Впрочем, я вовсе не хотел бы выглядеть поборником бытового аскетизма, который, на мой взгляд, отдает ханжеством в тех случаях, когда не является вынужденным образом жизни. Аскетизм, выставленный напоказ, – это уже ненормальность. Это все равно что кричать: смотрите, смотрите! вы видите, какой я скромный?! Тут все дело в чувстве меры, в том, чем наполнена твоя жизнь.
Сколько, например, я знавал замечательных людей, у которых за душой, как говорится, копейки не было, но жилище которых не производило впечатления угнетающей бедности только потому, что отражало индивидуальность хозяев, их содержательный внутренний мир. В этом отношении, как и во многих других, для меня был и остался ориентиром Владимир Николаевич Соловьев. Я уже упоминал о нем на этих страницах, но главный разговор о нем впереди. Здесь же, раз уж к слову пришлось, скажу, что он был удивительным бессребреником, человеком на редкость непрактичным в бытовом отношении. Но от частых посещений его весьма скромного дома у меня осталось стойкое ощущение, что он богач. Потому что это был дом, переполненный книгами. Причем это ощущение объяснялось не столько даже количеством книг, сколько тем, что они, если так можно сказать, постоянно функционировали. Чувствовалось, что они здесь отнюдь не для мебели, хотя, если бы вдруг их убрали, бросилось бы, наверное, в глаза, что это чуть ли не единственная «мебель» в доме…

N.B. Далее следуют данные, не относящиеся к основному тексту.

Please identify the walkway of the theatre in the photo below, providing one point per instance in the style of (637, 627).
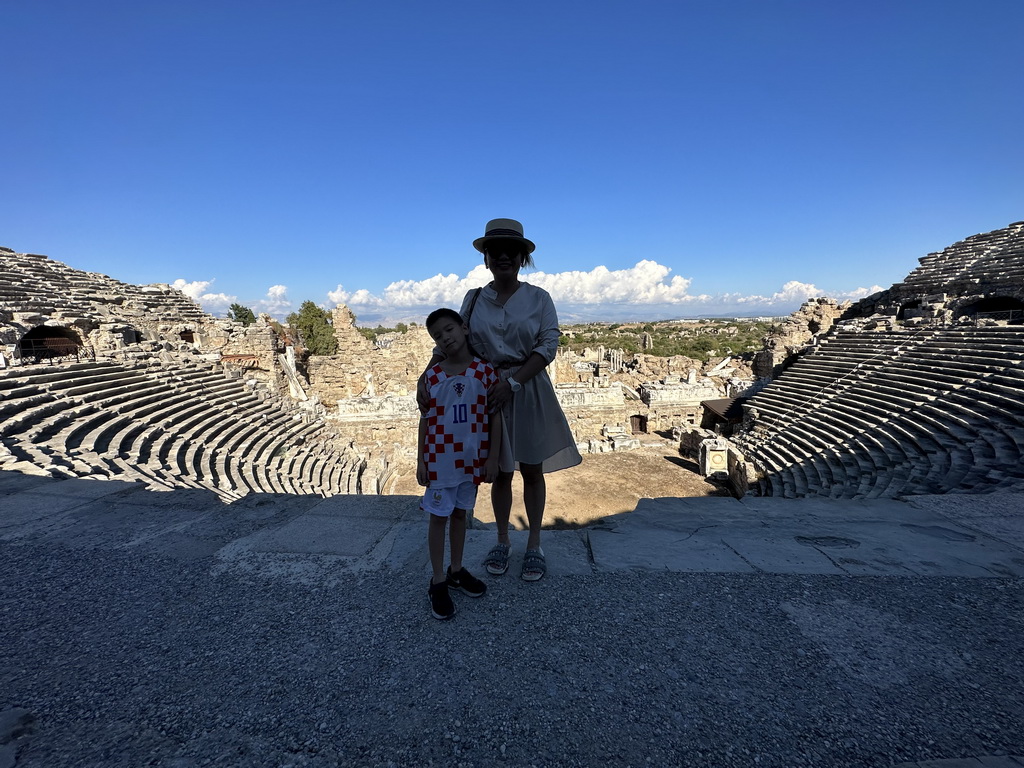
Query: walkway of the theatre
(919, 551)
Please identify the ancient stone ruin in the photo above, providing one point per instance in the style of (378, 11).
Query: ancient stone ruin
(103, 379)
(915, 389)
(919, 389)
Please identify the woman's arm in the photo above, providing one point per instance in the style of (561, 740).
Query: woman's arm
(500, 394)
(422, 390)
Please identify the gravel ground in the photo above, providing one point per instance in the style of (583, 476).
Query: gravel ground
(130, 659)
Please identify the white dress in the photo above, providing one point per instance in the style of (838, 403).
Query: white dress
(535, 427)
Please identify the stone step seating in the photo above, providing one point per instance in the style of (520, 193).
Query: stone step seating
(51, 286)
(168, 426)
(942, 413)
(987, 257)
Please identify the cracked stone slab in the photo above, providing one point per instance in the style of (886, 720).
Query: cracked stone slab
(811, 536)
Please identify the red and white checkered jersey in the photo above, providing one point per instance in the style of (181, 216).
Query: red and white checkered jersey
(457, 441)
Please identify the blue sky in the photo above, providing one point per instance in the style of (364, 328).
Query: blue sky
(670, 159)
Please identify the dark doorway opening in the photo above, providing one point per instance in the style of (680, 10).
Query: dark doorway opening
(50, 344)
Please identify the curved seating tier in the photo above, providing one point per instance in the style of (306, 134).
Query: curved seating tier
(885, 414)
(169, 426)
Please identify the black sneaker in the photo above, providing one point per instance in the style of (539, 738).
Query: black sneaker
(440, 601)
(466, 582)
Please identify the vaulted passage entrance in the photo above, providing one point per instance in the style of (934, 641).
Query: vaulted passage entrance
(50, 344)
(1004, 308)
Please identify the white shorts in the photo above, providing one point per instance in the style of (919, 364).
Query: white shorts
(441, 502)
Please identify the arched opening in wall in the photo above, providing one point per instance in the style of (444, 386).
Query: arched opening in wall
(131, 336)
(999, 308)
(901, 314)
(50, 344)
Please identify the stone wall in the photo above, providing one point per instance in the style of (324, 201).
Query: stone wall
(814, 318)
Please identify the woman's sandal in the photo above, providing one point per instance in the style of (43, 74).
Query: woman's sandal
(497, 561)
(534, 565)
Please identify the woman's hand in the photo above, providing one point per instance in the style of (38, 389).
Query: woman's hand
(499, 395)
(422, 393)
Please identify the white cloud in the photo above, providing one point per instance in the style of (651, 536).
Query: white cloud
(214, 303)
(274, 303)
(645, 291)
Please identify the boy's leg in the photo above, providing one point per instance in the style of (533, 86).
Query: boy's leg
(457, 539)
(435, 543)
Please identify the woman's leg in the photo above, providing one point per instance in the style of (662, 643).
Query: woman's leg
(501, 503)
(535, 496)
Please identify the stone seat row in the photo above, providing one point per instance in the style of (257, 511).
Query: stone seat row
(943, 414)
(166, 426)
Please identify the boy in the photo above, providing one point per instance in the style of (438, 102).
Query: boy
(454, 455)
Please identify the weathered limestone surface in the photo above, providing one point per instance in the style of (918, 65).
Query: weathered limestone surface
(142, 385)
(813, 320)
(896, 402)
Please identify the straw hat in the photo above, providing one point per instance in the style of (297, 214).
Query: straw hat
(502, 229)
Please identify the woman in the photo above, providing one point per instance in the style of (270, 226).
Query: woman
(513, 326)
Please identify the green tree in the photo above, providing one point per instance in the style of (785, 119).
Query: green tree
(314, 329)
(241, 314)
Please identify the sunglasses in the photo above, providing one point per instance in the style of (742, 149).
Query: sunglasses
(508, 250)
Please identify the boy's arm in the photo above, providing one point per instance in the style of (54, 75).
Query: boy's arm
(421, 463)
(495, 425)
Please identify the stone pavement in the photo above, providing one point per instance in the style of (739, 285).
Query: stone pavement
(306, 539)
(943, 536)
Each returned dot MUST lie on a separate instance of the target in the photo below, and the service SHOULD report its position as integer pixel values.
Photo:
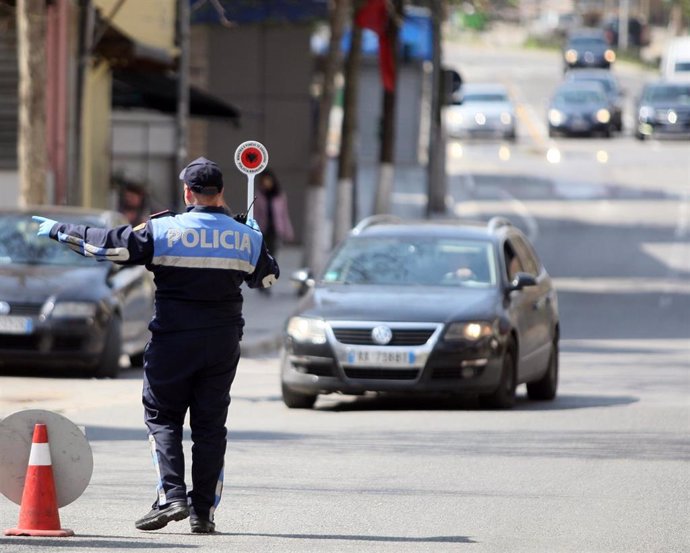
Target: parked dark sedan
(664, 109)
(579, 108)
(61, 310)
(611, 87)
(587, 48)
(437, 307)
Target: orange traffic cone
(38, 514)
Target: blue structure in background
(258, 11)
(416, 38)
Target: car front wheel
(504, 396)
(296, 400)
(109, 364)
(545, 388)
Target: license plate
(579, 124)
(381, 358)
(16, 325)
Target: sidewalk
(265, 314)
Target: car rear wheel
(109, 365)
(504, 396)
(297, 400)
(545, 388)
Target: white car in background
(481, 109)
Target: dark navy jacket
(199, 260)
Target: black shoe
(201, 525)
(158, 517)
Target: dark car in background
(638, 31)
(579, 108)
(587, 47)
(610, 84)
(59, 310)
(425, 307)
(664, 110)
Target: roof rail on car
(375, 220)
(498, 222)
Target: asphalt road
(603, 468)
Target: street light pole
(436, 175)
(183, 14)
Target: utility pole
(316, 239)
(384, 189)
(345, 207)
(436, 174)
(31, 146)
(183, 15)
(623, 21)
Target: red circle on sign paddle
(251, 157)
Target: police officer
(199, 260)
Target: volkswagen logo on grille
(382, 335)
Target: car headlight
(556, 117)
(303, 329)
(467, 331)
(603, 116)
(73, 310)
(646, 113)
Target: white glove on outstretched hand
(45, 225)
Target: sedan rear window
(404, 261)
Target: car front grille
(35, 343)
(19, 343)
(446, 373)
(320, 369)
(401, 337)
(373, 373)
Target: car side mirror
(303, 280)
(521, 281)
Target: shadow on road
(90, 543)
(406, 403)
(345, 537)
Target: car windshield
(485, 97)
(408, 261)
(579, 97)
(670, 93)
(587, 42)
(606, 83)
(20, 245)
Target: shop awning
(158, 91)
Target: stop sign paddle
(251, 158)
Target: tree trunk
(384, 188)
(31, 146)
(345, 205)
(316, 237)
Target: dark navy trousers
(190, 371)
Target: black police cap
(203, 176)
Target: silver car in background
(481, 110)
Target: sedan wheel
(546, 387)
(296, 400)
(504, 396)
(109, 364)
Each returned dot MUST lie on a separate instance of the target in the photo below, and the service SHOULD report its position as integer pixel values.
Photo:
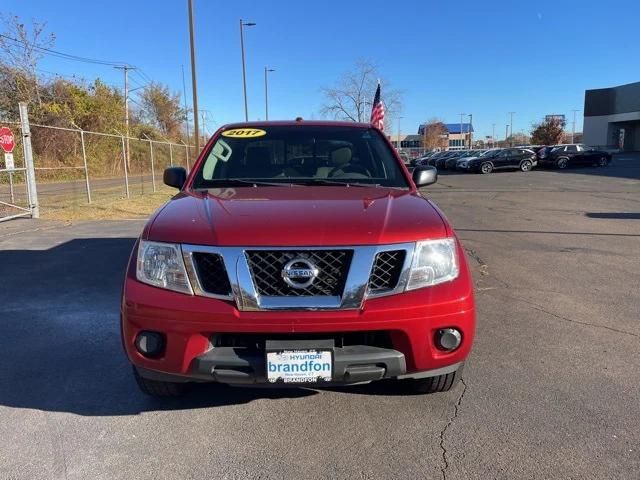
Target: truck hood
(296, 216)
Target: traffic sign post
(7, 140)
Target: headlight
(161, 265)
(434, 262)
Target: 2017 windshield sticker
(244, 133)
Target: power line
(144, 76)
(67, 56)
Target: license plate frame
(311, 365)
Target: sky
(486, 58)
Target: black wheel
(155, 388)
(526, 165)
(486, 167)
(441, 383)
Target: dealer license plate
(299, 366)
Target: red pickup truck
(297, 253)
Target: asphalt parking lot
(551, 390)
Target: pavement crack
(456, 409)
(572, 320)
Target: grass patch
(106, 207)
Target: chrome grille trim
(247, 298)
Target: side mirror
(424, 175)
(175, 176)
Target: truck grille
(386, 271)
(266, 268)
(212, 273)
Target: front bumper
(190, 325)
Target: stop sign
(7, 140)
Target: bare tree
(434, 134)
(162, 109)
(548, 132)
(352, 96)
(21, 49)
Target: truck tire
(155, 388)
(441, 383)
(486, 167)
(526, 166)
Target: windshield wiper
(324, 181)
(230, 182)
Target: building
(458, 137)
(612, 117)
(406, 141)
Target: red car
(297, 253)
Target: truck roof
(294, 123)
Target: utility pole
(573, 131)
(266, 92)
(186, 111)
(193, 78)
(204, 128)
(244, 73)
(125, 69)
(511, 141)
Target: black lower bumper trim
(351, 364)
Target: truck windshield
(322, 155)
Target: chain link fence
(77, 167)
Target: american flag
(377, 111)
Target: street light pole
(125, 69)
(511, 128)
(193, 79)
(266, 92)
(244, 73)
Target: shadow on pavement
(60, 347)
(543, 232)
(614, 215)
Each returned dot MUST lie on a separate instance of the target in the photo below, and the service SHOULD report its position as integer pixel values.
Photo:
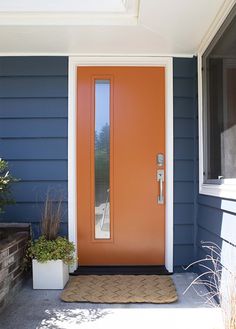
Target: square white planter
(53, 274)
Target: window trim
(225, 188)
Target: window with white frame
(219, 107)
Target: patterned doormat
(120, 289)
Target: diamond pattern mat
(158, 289)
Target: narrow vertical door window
(102, 159)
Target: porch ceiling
(153, 27)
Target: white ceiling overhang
(73, 27)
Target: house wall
(33, 132)
(185, 159)
(216, 221)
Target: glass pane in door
(102, 159)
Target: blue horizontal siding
(33, 66)
(33, 133)
(183, 87)
(38, 148)
(184, 149)
(184, 170)
(184, 159)
(29, 87)
(217, 224)
(183, 108)
(184, 213)
(33, 107)
(40, 170)
(33, 127)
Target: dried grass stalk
(220, 282)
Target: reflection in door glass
(102, 159)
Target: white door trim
(166, 62)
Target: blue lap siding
(216, 224)
(34, 139)
(33, 133)
(185, 159)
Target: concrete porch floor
(41, 309)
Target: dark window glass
(219, 83)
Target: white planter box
(53, 274)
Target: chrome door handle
(160, 179)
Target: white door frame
(167, 63)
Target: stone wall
(12, 249)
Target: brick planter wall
(12, 249)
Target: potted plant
(5, 183)
(51, 254)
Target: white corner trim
(72, 173)
(166, 62)
(218, 21)
(65, 19)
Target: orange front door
(124, 224)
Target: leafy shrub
(51, 218)
(5, 182)
(44, 250)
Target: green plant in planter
(60, 248)
(5, 182)
(51, 246)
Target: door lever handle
(160, 179)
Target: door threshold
(121, 270)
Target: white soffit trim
(166, 62)
(70, 12)
(215, 26)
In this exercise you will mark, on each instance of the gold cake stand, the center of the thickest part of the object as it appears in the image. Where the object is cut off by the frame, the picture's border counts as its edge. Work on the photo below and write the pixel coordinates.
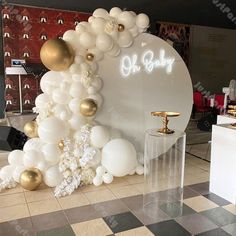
(165, 115)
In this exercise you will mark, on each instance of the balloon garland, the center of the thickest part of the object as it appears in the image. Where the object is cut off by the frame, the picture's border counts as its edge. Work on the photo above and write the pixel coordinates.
(67, 148)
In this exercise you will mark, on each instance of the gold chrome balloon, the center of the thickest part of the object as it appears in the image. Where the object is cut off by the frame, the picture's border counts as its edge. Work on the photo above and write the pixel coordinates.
(56, 55)
(121, 27)
(31, 178)
(88, 107)
(31, 129)
(61, 145)
(90, 57)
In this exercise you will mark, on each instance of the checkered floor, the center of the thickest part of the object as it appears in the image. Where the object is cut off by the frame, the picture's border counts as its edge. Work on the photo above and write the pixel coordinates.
(202, 213)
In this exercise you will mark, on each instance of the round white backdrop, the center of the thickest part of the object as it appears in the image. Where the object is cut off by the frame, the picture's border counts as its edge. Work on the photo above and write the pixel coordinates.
(148, 76)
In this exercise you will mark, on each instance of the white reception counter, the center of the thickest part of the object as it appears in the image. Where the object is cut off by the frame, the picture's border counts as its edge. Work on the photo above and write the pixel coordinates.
(223, 161)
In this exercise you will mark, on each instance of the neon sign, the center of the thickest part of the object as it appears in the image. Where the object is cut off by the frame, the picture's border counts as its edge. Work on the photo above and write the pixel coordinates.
(130, 65)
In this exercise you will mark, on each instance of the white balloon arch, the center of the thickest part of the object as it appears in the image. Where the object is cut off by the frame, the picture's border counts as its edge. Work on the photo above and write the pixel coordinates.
(90, 153)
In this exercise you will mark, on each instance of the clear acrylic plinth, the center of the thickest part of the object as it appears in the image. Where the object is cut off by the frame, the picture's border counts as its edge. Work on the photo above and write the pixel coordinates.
(164, 160)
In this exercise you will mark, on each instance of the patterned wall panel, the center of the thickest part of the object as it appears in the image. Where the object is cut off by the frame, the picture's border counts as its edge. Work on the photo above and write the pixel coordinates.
(25, 29)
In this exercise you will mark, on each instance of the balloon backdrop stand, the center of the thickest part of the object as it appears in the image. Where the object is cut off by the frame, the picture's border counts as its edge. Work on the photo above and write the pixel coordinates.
(163, 170)
(67, 147)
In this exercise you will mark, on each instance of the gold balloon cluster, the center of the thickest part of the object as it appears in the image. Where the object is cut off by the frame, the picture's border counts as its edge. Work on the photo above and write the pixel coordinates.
(88, 107)
(31, 129)
(57, 55)
(31, 178)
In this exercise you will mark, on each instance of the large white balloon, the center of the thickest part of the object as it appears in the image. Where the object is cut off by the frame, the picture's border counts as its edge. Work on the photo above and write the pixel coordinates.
(125, 39)
(100, 12)
(6, 172)
(99, 136)
(127, 19)
(87, 40)
(142, 20)
(119, 157)
(33, 144)
(17, 172)
(104, 42)
(42, 100)
(115, 12)
(97, 25)
(53, 177)
(49, 81)
(77, 121)
(61, 97)
(77, 90)
(32, 158)
(52, 130)
(51, 153)
(15, 158)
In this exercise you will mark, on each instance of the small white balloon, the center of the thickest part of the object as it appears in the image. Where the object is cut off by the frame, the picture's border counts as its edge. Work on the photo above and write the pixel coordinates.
(77, 90)
(100, 135)
(80, 29)
(134, 31)
(17, 172)
(115, 51)
(100, 12)
(33, 144)
(87, 40)
(100, 171)
(32, 158)
(104, 42)
(97, 180)
(52, 130)
(142, 21)
(139, 170)
(42, 101)
(98, 54)
(77, 121)
(51, 153)
(127, 19)
(97, 98)
(49, 81)
(61, 97)
(96, 158)
(125, 39)
(15, 158)
(74, 105)
(91, 18)
(53, 176)
(43, 166)
(6, 172)
(115, 12)
(91, 90)
(74, 68)
(107, 178)
(97, 25)
(97, 83)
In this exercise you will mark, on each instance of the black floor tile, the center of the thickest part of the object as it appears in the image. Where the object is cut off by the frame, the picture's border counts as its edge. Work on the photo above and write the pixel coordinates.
(220, 216)
(202, 188)
(176, 209)
(168, 228)
(122, 222)
(214, 232)
(216, 199)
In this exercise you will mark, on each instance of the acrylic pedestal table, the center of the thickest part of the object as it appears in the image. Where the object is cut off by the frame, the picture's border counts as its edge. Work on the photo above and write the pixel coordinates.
(223, 162)
(164, 171)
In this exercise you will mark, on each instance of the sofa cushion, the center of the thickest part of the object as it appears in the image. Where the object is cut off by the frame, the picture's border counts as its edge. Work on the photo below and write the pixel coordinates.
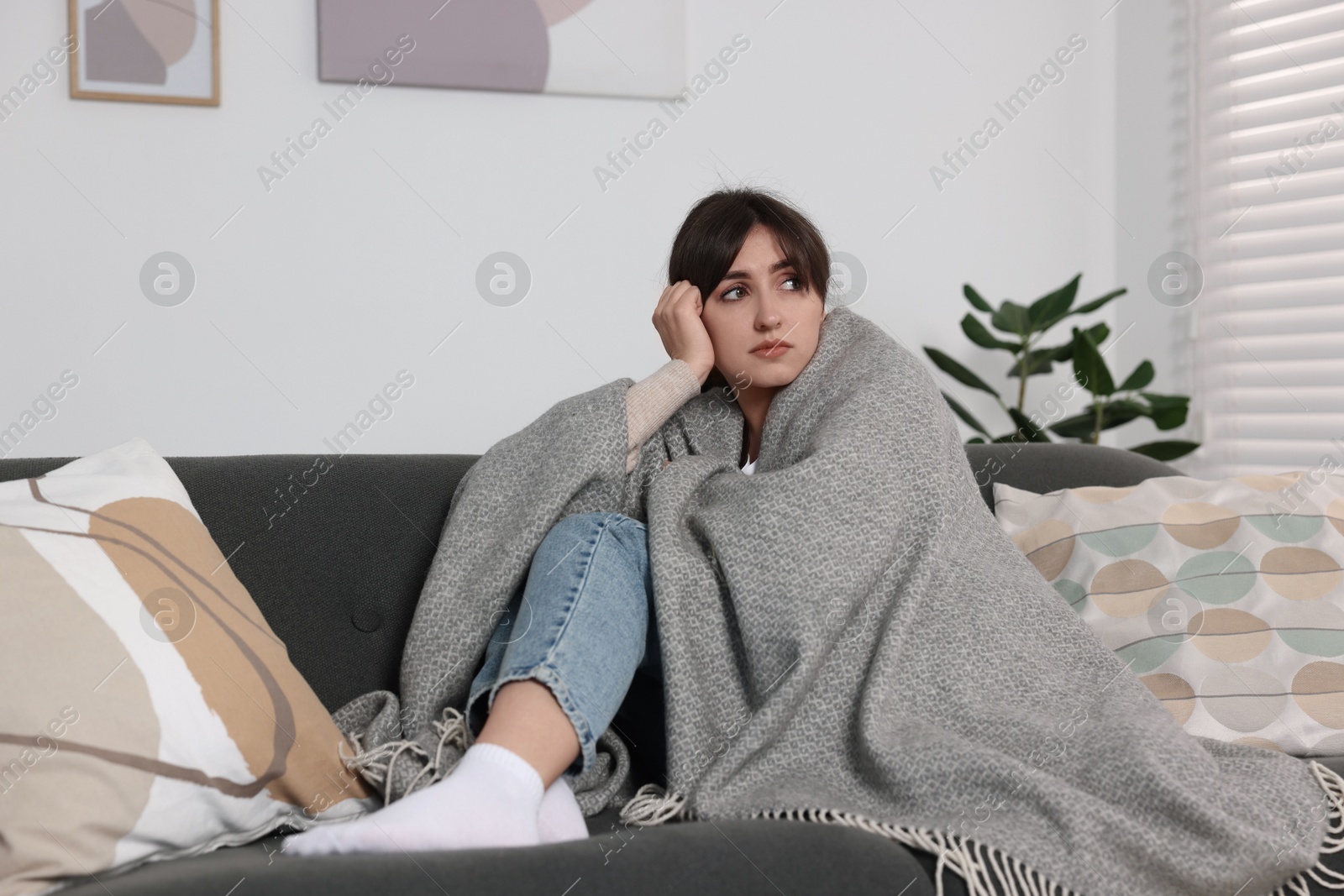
(710, 859)
(1225, 597)
(150, 711)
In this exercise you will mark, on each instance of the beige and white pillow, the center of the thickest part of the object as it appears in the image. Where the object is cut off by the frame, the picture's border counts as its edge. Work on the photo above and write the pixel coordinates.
(1223, 595)
(148, 711)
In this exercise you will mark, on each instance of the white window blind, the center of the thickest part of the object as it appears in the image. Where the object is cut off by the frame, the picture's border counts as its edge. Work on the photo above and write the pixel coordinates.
(1268, 331)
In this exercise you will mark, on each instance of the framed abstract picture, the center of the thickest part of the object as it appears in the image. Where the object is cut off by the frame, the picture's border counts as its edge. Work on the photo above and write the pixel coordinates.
(591, 47)
(145, 50)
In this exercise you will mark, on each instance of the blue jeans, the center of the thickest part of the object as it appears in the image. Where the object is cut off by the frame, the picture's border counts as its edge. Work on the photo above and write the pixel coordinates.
(581, 625)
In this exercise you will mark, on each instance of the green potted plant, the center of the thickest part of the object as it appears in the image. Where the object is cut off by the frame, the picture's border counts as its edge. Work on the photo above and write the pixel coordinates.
(1110, 405)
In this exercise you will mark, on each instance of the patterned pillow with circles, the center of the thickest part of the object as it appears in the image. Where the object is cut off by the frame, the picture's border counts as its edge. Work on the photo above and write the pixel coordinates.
(1223, 595)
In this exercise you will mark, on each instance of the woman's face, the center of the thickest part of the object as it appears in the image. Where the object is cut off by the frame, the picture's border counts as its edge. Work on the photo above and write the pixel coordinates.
(763, 301)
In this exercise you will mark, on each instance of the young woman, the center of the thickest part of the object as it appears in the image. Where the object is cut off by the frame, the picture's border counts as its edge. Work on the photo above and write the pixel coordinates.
(743, 312)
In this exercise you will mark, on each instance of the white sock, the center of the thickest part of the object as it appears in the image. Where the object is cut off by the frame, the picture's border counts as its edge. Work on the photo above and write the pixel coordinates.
(559, 817)
(491, 799)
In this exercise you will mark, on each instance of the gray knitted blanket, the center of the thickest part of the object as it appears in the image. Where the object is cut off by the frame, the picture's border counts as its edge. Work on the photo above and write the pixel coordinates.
(850, 637)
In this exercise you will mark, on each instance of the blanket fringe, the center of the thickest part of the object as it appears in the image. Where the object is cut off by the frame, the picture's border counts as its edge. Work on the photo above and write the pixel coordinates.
(1300, 883)
(652, 805)
(375, 765)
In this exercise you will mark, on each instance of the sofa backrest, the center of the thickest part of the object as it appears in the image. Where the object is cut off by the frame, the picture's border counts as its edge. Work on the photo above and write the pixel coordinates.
(335, 553)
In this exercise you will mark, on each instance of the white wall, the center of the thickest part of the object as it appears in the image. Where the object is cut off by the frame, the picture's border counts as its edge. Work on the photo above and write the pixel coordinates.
(320, 291)
(1153, 168)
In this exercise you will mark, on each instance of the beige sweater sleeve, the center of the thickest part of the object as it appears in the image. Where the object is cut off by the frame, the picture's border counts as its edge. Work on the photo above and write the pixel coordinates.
(652, 401)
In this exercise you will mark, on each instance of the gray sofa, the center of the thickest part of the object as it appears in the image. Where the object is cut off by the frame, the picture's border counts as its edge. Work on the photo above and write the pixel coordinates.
(338, 578)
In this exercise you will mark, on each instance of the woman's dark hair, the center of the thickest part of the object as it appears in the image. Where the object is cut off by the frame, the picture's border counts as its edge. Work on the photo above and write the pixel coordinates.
(716, 228)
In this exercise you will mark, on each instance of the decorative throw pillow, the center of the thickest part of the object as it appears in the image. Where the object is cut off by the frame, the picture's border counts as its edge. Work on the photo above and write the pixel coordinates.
(148, 711)
(1223, 595)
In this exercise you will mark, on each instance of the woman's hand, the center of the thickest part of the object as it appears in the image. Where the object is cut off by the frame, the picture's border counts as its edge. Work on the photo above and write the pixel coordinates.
(678, 322)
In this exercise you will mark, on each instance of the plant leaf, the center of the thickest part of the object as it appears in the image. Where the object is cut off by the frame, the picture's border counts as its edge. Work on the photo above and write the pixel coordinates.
(1081, 425)
(1025, 423)
(1166, 450)
(974, 298)
(1097, 331)
(1054, 307)
(1090, 369)
(1168, 411)
(1142, 376)
(1039, 362)
(1097, 302)
(1011, 317)
(956, 371)
(978, 333)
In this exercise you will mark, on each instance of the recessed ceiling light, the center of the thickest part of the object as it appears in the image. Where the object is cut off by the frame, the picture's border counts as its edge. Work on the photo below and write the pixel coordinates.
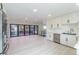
(49, 15)
(77, 3)
(35, 10)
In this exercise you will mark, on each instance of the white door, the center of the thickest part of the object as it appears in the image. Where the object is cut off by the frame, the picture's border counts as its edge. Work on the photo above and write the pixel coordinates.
(71, 41)
(63, 39)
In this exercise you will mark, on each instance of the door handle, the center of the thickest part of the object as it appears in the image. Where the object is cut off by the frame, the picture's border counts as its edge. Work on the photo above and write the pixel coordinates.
(66, 39)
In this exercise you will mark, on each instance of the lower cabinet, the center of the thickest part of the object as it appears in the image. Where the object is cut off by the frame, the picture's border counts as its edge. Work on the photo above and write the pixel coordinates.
(68, 40)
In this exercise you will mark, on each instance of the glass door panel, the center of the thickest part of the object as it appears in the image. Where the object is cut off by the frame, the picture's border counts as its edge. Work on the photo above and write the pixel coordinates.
(36, 29)
(13, 30)
(21, 30)
(26, 29)
(31, 29)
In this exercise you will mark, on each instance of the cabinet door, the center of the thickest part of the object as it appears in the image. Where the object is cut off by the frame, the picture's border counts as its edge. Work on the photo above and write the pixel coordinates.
(63, 39)
(71, 41)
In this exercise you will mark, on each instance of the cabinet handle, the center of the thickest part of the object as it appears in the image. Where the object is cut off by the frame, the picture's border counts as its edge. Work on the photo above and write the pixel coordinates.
(76, 39)
(66, 39)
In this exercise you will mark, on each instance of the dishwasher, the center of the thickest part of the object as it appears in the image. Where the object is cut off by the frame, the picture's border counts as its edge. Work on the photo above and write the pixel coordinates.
(56, 38)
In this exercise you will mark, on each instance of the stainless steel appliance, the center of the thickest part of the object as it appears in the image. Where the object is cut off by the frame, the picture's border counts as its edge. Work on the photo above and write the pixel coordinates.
(56, 37)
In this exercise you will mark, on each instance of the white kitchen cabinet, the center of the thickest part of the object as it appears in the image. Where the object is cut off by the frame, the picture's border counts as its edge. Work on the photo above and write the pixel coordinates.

Вернусь, однако, к своей коллекции. Мне хочется рассказать забавную и почти фантастическую историю о том, как неожиданно появилась в ней картина Фрагонара.
Это было вскоре после войны. Как-то раз жена вошла в комнату к одному из наших соседей по «коммуне»; обычно мы с ним не очень-то общались, но тут возникла какая-то хозяйственная надобность. И вот, в проеме между дверьми, там, куда были впихнуты (иначе не скажешь) санки, лыжи и еще какая-то утварь, она заметила продырявленный лыжной палкой холст. Очевидно, картина вот так валялась с незапамятных времен, и никто из живших в этой комнате не обращал на нее внимания. Жена попросила разрешения посмотреть. Удивившись причудам интеллигенции, которую интересуют всякие глупости, сосед тем не менее разобрал свою свалку и извлек картину на свет… Несомненно, это была прекрасная живопись! Решенный в так называемом «галантном жанре», сюжет картины представлял собой следующее: пастух, облаченный в шкуру, спит полусидя, рядом дремлет пес, свернувшийся в клубок, и пастуху этому является видение: из кареты, запряженной ланями, выходит богиня, тут же купидон.